The training completed, but the output directory was 17 GB. This was because model.save_pretrained() was saving a complete, new copy of the entire 1.1 billion parameter model with all its weights updated. This was a full fine-tune, which was not my intention and is inefficient for simple specialization.

Attempt 3: Parameter-Efficient Fine-Tuning (The 25MB Success)

To fix the model size issue, I modified the script to use PEFT/LoRA. This technique freezes the base model's weights and only trains a small number of new "adapter" layers.

# true_finetune_lora.py
import argparse
from datasets import load_dataset
from transformers import AutoTokenizer, AutoModelForCausalLM, TrainingArguments, Trainer, DataCollatorForLanguageModeling
from peft import get_peft_model, LoraConfig, TaskType
import torch

parser = argparse.ArgumentParser()
parser.add_argument("--model_path", required=True)
parser.add_argument("--data_dir", required=True)
parser.add_argument("--output_dir", required=True)
args = parser.parse_args()

print("Loading model and tokenizer...")
tokenizer = AutoTokenizer.from_pretrained(args.model_path)
model = AutoModelForCausalLM.from_pretrained(
    args.model_path,
    torch_dtype=torch.float16 if torch.backends.mps.is_available() else torch.float32,
    device_map="auto"
)

print("Preparing LoRA config...")
peft_config = LoraConfig(
    task_type=TaskType.CAUSAL_LM,
    r=8,
    lora_alpha=32,
    lora_dropout=0.1,
    bias="none"
)
model = get_peft_model(model, peft_config)

print("Loading dataset...")
data = load_dataset('text', data_files={'train': f'{args.data_dir}/train.txt'})

def tokenize(example):
    return tokenizer(example['text'], truncation=True, padding="max_length", max_length=512)

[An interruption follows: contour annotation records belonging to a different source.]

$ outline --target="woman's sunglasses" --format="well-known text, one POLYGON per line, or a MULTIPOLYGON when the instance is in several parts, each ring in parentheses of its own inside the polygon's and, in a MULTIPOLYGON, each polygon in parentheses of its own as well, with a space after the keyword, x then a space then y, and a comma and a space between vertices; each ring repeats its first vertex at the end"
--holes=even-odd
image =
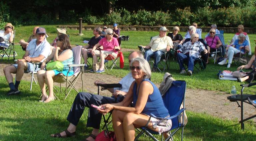
POLYGON ((131 70, 134 70, 135 69, 135 68, 137 70, 140 70, 140 69, 141 69, 141 68, 140 68, 140 67, 139 66, 135 67, 134 66, 131 66, 130 67, 130 69, 131 70))

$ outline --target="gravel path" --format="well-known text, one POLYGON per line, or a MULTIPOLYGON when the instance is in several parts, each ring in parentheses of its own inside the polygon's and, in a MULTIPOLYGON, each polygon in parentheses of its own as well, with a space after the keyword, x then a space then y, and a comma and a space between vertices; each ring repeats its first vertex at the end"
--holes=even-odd
MULTIPOLYGON (((4 75, 2 69, 7 65, 0 64, 0 76, 4 75)), ((121 79, 107 74, 87 72, 85 72, 83 75, 84 88, 88 92, 95 94, 97 93, 97 87, 93 84, 95 81, 100 80, 108 83, 118 83, 121 79)), ((175 76, 173 76, 175 78, 175 76)), ((25 74, 23 79, 30 81, 30 75, 25 74)), ((36 75, 35 77, 36 80, 37 80, 36 75)), ((76 85, 81 87, 81 81, 79 79, 76 85)), ((159 86, 159 84, 156 84, 159 86)), ((108 92, 105 90, 100 93, 102 95, 109 96, 110 94, 108 92)), ((238 107, 236 103, 231 102, 227 99, 227 97, 229 95, 220 92, 187 89, 186 106, 189 111, 207 113, 223 119, 236 119, 238 120, 240 118, 240 108, 238 107)), ((245 118, 256 114, 255 109, 251 105, 245 104, 244 108, 245 118)), ((255 118, 254 120, 256 121, 255 118)))

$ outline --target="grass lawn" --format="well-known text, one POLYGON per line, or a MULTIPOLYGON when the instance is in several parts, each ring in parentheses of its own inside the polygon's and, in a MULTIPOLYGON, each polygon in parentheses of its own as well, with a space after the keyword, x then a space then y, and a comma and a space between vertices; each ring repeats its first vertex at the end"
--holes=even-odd
MULTIPOLYGON (((57 35, 56 26, 42 26, 46 29, 47 34, 49 35, 47 40, 50 43, 57 35)), ((33 26, 29 26, 16 28, 16 36, 15 42, 18 42, 21 39, 26 39, 31 34, 33 27, 33 26)), ((83 31, 84 35, 82 36, 76 35, 78 32, 78 30, 68 30, 72 44, 85 45, 82 43, 82 41, 89 40, 92 36, 92 31, 83 31)), ((149 42, 150 37, 158 34, 157 32, 153 32, 121 31, 121 35, 130 36, 129 41, 122 42, 122 47, 134 49, 137 49, 138 45, 147 44, 149 42)), ((185 33, 181 34, 183 35, 185 33)), ((202 36, 204 36, 206 34, 203 33, 202 36)), ((225 40, 231 39, 233 35, 233 34, 224 34, 225 40)), ((253 40, 256 38, 256 35, 249 35, 249 36, 253 52, 253 47, 255 45, 253 40)), ((24 51, 21 50, 19 45, 15 45, 15 47, 18 54, 17 58, 21 58, 24 51)), ((124 52, 126 58, 124 69, 113 69, 104 73, 120 77, 125 76, 129 72, 128 60, 126 59, 129 53, 128 52, 124 52)), ((172 58, 171 60, 172 60, 172 58)), ((5 58, 4 63, 13 62, 8 62, 5 58)), ((214 64, 212 59, 210 60, 210 64, 207 65, 206 69, 191 77, 179 74, 179 65, 176 61, 171 61, 170 66, 170 69, 166 71, 172 74, 176 80, 185 80, 188 88, 230 93, 232 86, 235 85, 237 91, 240 91, 240 83, 217 79, 217 74, 219 70, 226 70, 226 66, 214 64)), ((229 70, 234 71, 237 67, 232 64, 229 70)), ((163 73, 154 73, 152 80, 153 82, 159 84, 162 79, 163 75, 163 73)), ((86 86, 86 83, 85 84, 86 86)), ((22 81, 19 88, 22 92, 22 94, 10 97, 7 97, 5 94, 9 90, 8 84, 4 77, 0 76, 0 140, 78 141, 89 135, 91 129, 86 127, 88 112, 88 108, 86 108, 78 124, 76 137, 65 139, 51 137, 50 134, 63 131, 67 127, 68 122, 66 119, 76 93, 73 91, 65 101, 62 100, 64 99, 63 95, 59 95, 60 101, 56 100, 44 104, 37 102, 41 94, 39 86, 34 85, 33 91, 31 92, 29 90, 29 82, 22 81)), ((251 88, 246 89, 245 92, 253 94, 256 91, 254 88, 251 88)), ((245 129, 242 131, 237 120, 223 120, 205 113, 189 111, 187 111, 187 114, 189 122, 185 128, 185 140, 252 140, 256 137, 255 124, 251 120, 245 122, 245 129)), ((180 133, 180 132, 178 134, 180 133)), ((179 140, 180 137, 179 135, 176 135, 175 140, 179 140)), ((141 139, 149 140, 145 137, 141 138, 141 139)))

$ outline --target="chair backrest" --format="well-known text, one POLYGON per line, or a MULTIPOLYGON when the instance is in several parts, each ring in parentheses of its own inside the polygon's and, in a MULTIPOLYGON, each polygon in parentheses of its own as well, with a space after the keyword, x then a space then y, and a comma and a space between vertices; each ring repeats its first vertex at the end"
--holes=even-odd
POLYGON ((220 30, 220 34, 221 34, 222 35, 224 34, 224 31, 223 30, 220 30))
MULTIPOLYGON (((173 81, 172 83, 172 86, 163 96, 163 100, 168 109, 170 116, 175 115, 179 110, 182 102, 183 107, 185 108, 186 87, 186 81, 182 80, 173 81)), ((179 127, 178 117, 172 119, 172 129, 179 127)))
POLYGON ((224 37, 223 36, 223 34, 216 34, 215 35, 218 36, 218 37, 219 37, 219 38, 220 38, 220 41, 221 42, 221 43, 222 43, 223 45, 225 45, 225 42, 224 41, 224 37))
MULTIPOLYGON (((74 56, 74 64, 80 64, 81 63, 81 55, 82 55, 82 46, 78 45, 72 48, 74 56)), ((74 75, 76 76, 80 71, 80 66, 74 67, 73 68, 74 75)))

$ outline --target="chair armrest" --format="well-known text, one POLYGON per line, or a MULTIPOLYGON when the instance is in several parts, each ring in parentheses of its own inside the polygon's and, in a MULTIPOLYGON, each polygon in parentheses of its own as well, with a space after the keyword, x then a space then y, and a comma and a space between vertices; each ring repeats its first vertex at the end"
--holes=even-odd
POLYGON ((162 118, 161 117, 156 117, 155 115, 154 115, 153 114, 151 113, 150 114, 150 115, 151 115, 151 116, 154 118, 158 118, 159 119, 172 119, 175 117, 176 117, 179 116, 180 114, 182 112, 183 112, 183 111, 184 111, 185 110, 186 110, 186 108, 182 108, 181 109, 180 109, 180 110, 178 111, 178 112, 176 113, 176 114, 175 115, 170 116, 169 117, 168 117, 167 118, 162 118))
POLYGON ((240 85, 240 86, 244 87, 249 87, 253 86, 256 85, 256 82, 252 83, 251 83, 247 84, 241 84, 240 85))
POLYGON ((122 85, 119 83, 115 84, 98 84, 98 86, 101 86, 106 88, 121 88, 122 85))
POLYGON ((85 65, 84 64, 69 64, 68 65, 68 66, 69 67, 73 67, 84 66, 85 65))

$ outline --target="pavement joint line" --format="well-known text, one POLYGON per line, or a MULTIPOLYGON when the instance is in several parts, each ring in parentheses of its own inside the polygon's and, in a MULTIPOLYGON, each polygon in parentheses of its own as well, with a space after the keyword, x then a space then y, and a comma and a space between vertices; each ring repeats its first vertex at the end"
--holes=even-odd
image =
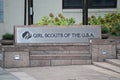
POLYGON ((120 78, 120 74, 119 73, 116 73, 116 72, 113 72, 113 71, 110 71, 110 70, 107 70, 107 69, 103 69, 103 68, 100 68, 100 67, 97 67, 97 66, 94 66, 94 65, 89 65, 89 66, 86 66, 87 68, 90 68, 90 69, 93 69, 97 72, 100 72, 100 73, 104 73, 104 74, 107 74, 107 75, 110 75, 110 76, 113 76, 113 77, 117 77, 117 78, 120 78))

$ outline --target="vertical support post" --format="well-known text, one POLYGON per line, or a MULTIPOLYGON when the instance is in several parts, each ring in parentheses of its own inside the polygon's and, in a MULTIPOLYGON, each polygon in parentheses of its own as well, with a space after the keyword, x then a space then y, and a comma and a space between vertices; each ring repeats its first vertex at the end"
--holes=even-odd
POLYGON ((28 25, 33 24, 33 0, 28 0, 28 25))
POLYGON ((26 10, 27 10, 27 1, 24 1, 24 25, 26 25, 26 10))
POLYGON ((83 25, 88 25, 88 0, 83 0, 83 25))

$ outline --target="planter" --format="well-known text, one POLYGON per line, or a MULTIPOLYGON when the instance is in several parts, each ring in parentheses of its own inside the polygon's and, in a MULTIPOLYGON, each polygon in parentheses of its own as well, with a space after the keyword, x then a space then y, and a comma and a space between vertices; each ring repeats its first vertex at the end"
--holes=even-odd
POLYGON ((13 40, 1 40, 2 45, 13 45, 13 40))

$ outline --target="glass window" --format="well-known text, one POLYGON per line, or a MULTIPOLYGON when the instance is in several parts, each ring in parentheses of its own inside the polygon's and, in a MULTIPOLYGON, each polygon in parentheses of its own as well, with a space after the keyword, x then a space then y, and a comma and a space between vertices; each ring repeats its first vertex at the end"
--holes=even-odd
MULTIPOLYGON (((80 9, 83 0, 63 0, 63 9, 80 9)), ((117 0, 88 0, 88 7, 98 8, 116 8, 117 0)))
POLYGON ((3 0, 0 0, 0 23, 3 22, 3 0))

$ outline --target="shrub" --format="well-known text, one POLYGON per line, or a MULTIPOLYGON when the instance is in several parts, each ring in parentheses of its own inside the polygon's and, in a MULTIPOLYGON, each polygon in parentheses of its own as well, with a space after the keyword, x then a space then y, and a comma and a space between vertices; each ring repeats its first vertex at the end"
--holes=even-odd
POLYGON ((120 13, 107 13, 104 17, 91 16, 88 19, 89 25, 101 25, 102 33, 120 36, 120 13))

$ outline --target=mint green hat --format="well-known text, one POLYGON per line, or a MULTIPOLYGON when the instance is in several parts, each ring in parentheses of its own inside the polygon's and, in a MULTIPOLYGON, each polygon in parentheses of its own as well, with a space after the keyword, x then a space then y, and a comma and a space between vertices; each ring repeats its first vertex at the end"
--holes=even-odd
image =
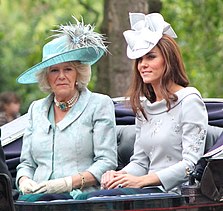
POLYGON ((37 83, 36 73, 55 64, 79 61, 93 65, 107 52, 105 38, 94 32, 90 24, 84 25, 74 16, 76 24, 60 25, 53 40, 43 46, 42 61, 23 72, 17 82, 21 84, 37 83))

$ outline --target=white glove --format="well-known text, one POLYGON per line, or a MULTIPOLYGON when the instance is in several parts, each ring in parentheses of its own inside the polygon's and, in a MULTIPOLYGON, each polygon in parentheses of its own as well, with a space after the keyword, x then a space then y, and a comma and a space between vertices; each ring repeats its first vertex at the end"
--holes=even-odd
POLYGON ((33 193, 33 191, 38 187, 38 184, 27 178, 24 179, 20 185, 19 185, 19 190, 22 191, 23 194, 29 194, 29 193, 33 193))
POLYGON ((33 193, 65 193, 72 191, 72 176, 41 182, 33 193))

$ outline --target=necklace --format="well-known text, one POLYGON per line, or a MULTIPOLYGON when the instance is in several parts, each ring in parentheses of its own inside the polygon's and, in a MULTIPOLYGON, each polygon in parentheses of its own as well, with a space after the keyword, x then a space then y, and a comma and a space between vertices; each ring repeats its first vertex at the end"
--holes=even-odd
POLYGON ((59 102, 57 101, 56 96, 54 96, 54 103, 61 111, 67 111, 68 108, 71 108, 77 102, 78 97, 79 92, 76 92, 75 95, 67 102, 59 102))

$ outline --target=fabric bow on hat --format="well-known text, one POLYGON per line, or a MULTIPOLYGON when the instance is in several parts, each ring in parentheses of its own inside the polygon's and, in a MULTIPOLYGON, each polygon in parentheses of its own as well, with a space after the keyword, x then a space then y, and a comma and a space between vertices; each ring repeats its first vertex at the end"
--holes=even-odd
POLYGON ((173 38, 177 35, 159 13, 144 15, 129 13, 131 30, 123 33, 128 44, 127 56, 130 59, 140 58, 148 53, 167 34, 173 38))

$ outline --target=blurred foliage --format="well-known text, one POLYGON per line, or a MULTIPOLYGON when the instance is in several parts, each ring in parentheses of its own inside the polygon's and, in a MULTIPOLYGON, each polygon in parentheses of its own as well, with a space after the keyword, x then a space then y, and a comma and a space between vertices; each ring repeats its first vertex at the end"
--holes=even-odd
MULTIPOLYGON (((102 22, 103 0, 0 0, 0 91, 15 91, 22 98, 22 113, 45 96, 37 84, 22 85, 16 78, 41 61, 42 46, 56 25, 73 22, 72 15, 95 25, 102 22)), ((92 71, 94 73, 94 71, 92 71)), ((92 75, 89 88, 93 88, 92 75)))
MULTIPOLYGON (((178 35, 191 85, 203 97, 223 97, 223 1, 161 1, 161 13, 178 35)), ((45 94, 36 84, 17 84, 16 78, 41 61, 50 30, 72 21, 71 15, 79 20, 84 17, 99 31, 103 0, 0 0, 0 91, 17 92, 22 98, 22 112, 45 94)), ((96 71, 92 72, 90 89, 97 78, 96 71)))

tokenized_data = data.map(tokenize, batched=True)
data_collator = DataCollatorForLanguageModeling(tokenizer=tokenizer, mlm=False)

print("Starting training...")
training_args = TrainingArguments(
    output_dir=args.output_dir,
    per_device_train_batch_size=1,
    num_train_epochs=1,
    logging_steps=10,
    save_steps=100,
    fp16=False,
    save_total_limit=1,
    gradient_accumulation_steps=4
)

trainer = Trainer(
    model=model,
    args=training_args,
    train_dataset=tokenized_data["train"],
    data_collator=data_collator
)

trainer.train()

print("Saving fine-tuned model...")
trainer.save_model(args.output_dir)
tokenizer.save_pretrained(args.output_dir)
print("Done.")

The result of this script was exactly what I was looking for: the output directory contained a small adapter_model.safetensors file that was only ~25 MB. This file contains just the trained adapter layers, not the entire base model.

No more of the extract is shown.